Uit Wikipedia, de vrije encyclopedie
Abraham ibn Daud
Persoonlijke gegevens
Geboortedatum circa 1110 (Juliaans)Bewerken op Wikidata
Geboorteplaats Córdoba[1]Bewerken op Wikidata
Overlijdensdatum 1180 (Juliaans)Bewerken op Wikidata
Overlijdensplaats Toledo[1]Bewerken op Wikidata
Wetenschappelijk werk
Vakgebied filosofie, Talmoed, HalachaBewerken op Wikidata
Bekend van Sefer ha-QabbalahBewerken op Wikidata

Abraham ibn Daud (Hebreeuws: אַבְרָהָם בֶּן־דָּוִד הַלֵּוִי אִבְּן דָּאוּד, geromaniseerd: Avrāhām ben-Dāwiḏ hal-Lewi ib n Dāhuḏ; Arabisch: ابراهيم بن داود, geromaniseerd: ʾIbrāhīm ibn Daʾūd) (Córdoba omstreeks 1110 - Toledo rond 1180) was een Spaans-Joodse astronoom, historicus filosoof en rabbijn. Hij wordt ook wel bekend onder de afkorting Rabad I of Ravad I. Zijn grootvader van moeders kant was Isaac Albalia. Sommige geleerden geloven dat hij de vertaler Arabisch-Latijn was die bekend staat als Avendauth.[2]

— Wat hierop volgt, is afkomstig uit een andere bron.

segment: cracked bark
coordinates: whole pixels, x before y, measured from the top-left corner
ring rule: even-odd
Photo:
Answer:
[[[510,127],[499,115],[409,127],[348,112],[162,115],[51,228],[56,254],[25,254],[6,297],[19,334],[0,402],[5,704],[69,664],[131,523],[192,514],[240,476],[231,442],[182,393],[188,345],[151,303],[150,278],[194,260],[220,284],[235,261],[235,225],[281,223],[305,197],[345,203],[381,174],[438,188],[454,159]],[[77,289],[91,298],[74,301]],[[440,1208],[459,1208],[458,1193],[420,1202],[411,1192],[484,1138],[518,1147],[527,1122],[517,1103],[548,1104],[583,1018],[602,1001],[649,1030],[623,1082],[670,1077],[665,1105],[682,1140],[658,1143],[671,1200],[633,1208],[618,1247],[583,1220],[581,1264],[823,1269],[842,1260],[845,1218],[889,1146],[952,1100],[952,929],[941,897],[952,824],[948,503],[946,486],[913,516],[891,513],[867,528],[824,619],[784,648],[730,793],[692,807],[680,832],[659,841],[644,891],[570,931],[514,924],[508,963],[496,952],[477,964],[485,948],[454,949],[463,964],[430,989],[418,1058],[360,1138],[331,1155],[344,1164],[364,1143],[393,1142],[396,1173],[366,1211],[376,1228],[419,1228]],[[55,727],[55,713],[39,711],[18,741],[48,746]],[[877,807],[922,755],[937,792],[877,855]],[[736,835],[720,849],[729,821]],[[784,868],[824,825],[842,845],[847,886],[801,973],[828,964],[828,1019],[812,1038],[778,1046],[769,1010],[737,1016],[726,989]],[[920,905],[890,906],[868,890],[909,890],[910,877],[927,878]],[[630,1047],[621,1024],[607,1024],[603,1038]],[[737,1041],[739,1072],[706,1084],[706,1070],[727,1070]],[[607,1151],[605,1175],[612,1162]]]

Werk[bewerken | brontekst bewerken]

Zijn kroniek, een werk geschreven in het Hebreeuws in 1161 onder de titel Sefer ha-Qabbalah (Hebreeuws: ספר הקבלה, 'Boek van de Traditie'; sommige manuscripten geven de titel Seder ha-Qabbalah, dwz de "Orde van de Traditie" ), waarin hij de beweringen van het Karaïtisch jodendom fel aanviel en het rabbijns jodendom rechtvaardigde door het vestigen van een reeks tradities van Mozes tot zijn eigen tijd, staat vol met waardevolle algemene informatie, vooral met betrekking tot de tijd van de Geonim en de geschiedenis van de Joden in Spanje.[3]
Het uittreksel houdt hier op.